Jean-Patrick Manchette : Journal, 1966-1974

dimanche 1er février 2009, par Cécile de Bary

Gallimard, 2008, Folio, 2015

Il n’est pas fréquent de publier des journaux d’auteurs de polars. Manchette n’est cependant pas n’importe quel auteur de polars et le premier tome de son journal était très attendu : il a bénéficié d’une abondante critique. De fait, cette entreprise autobiographique, à laquelle Manchette s’est livré tout au long de sa vie, est en elle-même singulière.

Le tome paru ce printemps correspond aux débuts de la vie professionnelle de Manchette. On y découvre sa trajectoire, à partir d’un statut d’« intellectuel prolétaire » (on dirait aujourd’hui « précaire ») jusqu’à celui d’écrivain reconnu, mais qui doit encore accumuler les travaux de commande pour vivre. Le journal est ainsi un document très précis sur cette socialisation autant que sur ces conditions de vie. La course aux échéances s’oppose à son bonheur amoureux et familial, qu’il souligne de manière constante.
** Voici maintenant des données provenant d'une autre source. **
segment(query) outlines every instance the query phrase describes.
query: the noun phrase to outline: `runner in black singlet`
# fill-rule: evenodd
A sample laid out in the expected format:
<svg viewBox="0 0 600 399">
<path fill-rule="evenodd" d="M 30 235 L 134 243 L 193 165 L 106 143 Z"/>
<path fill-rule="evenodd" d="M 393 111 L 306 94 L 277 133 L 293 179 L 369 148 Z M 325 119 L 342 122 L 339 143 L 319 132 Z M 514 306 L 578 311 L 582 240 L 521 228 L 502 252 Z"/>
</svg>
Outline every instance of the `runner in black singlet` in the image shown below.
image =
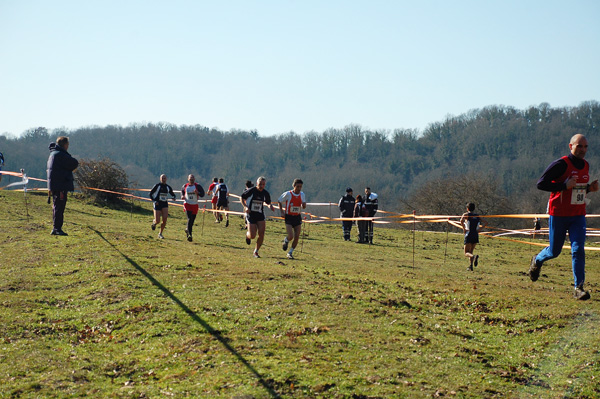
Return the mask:
<svg viewBox="0 0 600 399">
<path fill-rule="evenodd" d="M 160 183 L 156 183 L 152 190 L 150 190 L 150 198 L 154 201 L 154 220 L 152 221 L 152 230 L 156 229 L 156 225 L 160 223 L 162 216 L 162 223 L 160 225 L 160 233 L 158 238 L 163 239 L 163 230 L 167 225 L 167 218 L 169 217 L 169 203 L 167 202 L 169 196 L 175 201 L 175 193 L 171 186 L 167 184 L 167 175 L 160 175 Z"/>
<path fill-rule="evenodd" d="M 242 193 L 241 196 L 241 202 L 242 206 L 244 207 L 244 212 L 246 212 L 246 220 L 248 224 L 248 231 L 246 232 L 246 244 L 250 245 L 251 240 L 258 234 L 258 238 L 256 239 L 256 248 L 254 249 L 255 258 L 260 258 L 258 250 L 262 246 L 265 238 L 266 224 L 263 204 L 269 205 L 271 212 L 275 212 L 275 208 L 271 203 L 271 195 L 267 190 L 265 190 L 266 184 L 267 179 L 261 176 L 256 180 L 256 186 L 247 189 Z"/>
</svg>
En ce qui concerne la genèse de ses romans, il est plus discret, malgré certaines indications intéressantes. Il en fait surtout un bilan critique, les relisant lorsqu’intervient l’éditeur. De plus, on trouvera dans le journal des réflexions qui annoncent les chroniques portant sur le cinéma ou le polar.

Son écriture elle-même est originale, puisque Manchette privilégie les faits, aux dépens le plus souvent des sentiments. Ce que Manchette note, ce sont ses lectures et les films qu’il voit (ouvrant encore des cahiers critiques). Il précise aussi ses positions politiques, proches du "conseillisme" et du situationnisme. Le journal est donc le reflet de l’exigence théorique qui était celle de l’époque. Cette préoccupation explique également qu’il fasse une très grande place à l’« historiographie », pour reprendre le titre d’une rubrique récurrente. Il y énonce les événements d’actualité, y traquant le « travail du négatif ».
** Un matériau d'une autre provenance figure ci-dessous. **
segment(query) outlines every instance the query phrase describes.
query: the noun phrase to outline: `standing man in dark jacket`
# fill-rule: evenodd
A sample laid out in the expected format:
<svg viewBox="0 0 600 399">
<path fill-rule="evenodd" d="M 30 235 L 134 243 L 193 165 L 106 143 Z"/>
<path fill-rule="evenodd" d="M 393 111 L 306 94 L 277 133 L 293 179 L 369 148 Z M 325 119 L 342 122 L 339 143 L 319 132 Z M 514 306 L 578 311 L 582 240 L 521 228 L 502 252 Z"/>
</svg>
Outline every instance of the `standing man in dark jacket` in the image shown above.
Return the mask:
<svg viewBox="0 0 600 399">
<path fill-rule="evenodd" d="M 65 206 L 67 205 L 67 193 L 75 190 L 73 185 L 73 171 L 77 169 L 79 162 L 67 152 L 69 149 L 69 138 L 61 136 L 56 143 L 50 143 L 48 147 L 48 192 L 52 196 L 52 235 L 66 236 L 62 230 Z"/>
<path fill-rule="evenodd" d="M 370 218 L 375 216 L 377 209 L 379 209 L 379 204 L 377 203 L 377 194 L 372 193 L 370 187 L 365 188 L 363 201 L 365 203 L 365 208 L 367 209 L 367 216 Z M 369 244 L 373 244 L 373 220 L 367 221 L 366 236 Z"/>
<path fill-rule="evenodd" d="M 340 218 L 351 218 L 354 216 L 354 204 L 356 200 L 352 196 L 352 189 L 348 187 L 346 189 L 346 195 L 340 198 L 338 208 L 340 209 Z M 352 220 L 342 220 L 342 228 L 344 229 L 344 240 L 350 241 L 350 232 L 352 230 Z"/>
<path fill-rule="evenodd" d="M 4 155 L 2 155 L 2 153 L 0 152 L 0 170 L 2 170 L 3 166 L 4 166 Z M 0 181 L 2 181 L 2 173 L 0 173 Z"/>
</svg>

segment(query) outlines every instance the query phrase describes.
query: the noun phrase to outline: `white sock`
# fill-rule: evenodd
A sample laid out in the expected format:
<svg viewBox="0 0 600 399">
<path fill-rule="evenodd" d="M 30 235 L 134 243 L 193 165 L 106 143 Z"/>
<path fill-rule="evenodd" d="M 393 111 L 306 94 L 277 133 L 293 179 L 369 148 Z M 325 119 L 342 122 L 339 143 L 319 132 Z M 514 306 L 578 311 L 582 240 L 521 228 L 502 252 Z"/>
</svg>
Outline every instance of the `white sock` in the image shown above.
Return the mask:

Cette préoccupation explique encore une autre singularité, celle du collage d’articles de journaux. De ce point de vue, les choix de l’édition ne donnent pas vraiment une idée des cahiers de départ, puisque la mise en page est « linéarisée ». C’est une édition grand public qui a été voulue, et un encart présente quelques photographies qui donnent une idée de l’original. Du fait de ces choix, les quelques passages supprimés ne sont pas indiqués. Il n’y a pas non plus de notes explicatives, qui auraient pourtant éclairé le lecteur, tant les noms propres abondent.

Si le journal est parfois répétitif, il rejoint un peu l’impersonnalité recherchée des romans, avec des passages très saisissants. On y retrouve certains traits d’écriture comme le zeugme et surtout la liste, souvent hétéroclite. Enfin, cette parution est à rapprocher du dépôt des manuscrits de Manchette à la Bibliothèque nationale de France. Ce fonds comporte en effet de nombreux inédits, notamment des scénarios (peu de temps après le journal, le fils de Manchette a d’ailleurs fait paraître dans le n° 11 de la revue Temps noir plusieurs scénarios ou synopsis inédits, certains mentionnés dans le journal). Le journal, avec ses milliers de pages, en est un élément central. Souhaitons que d’autres volumes nous permettent d’en découvrir la totalité.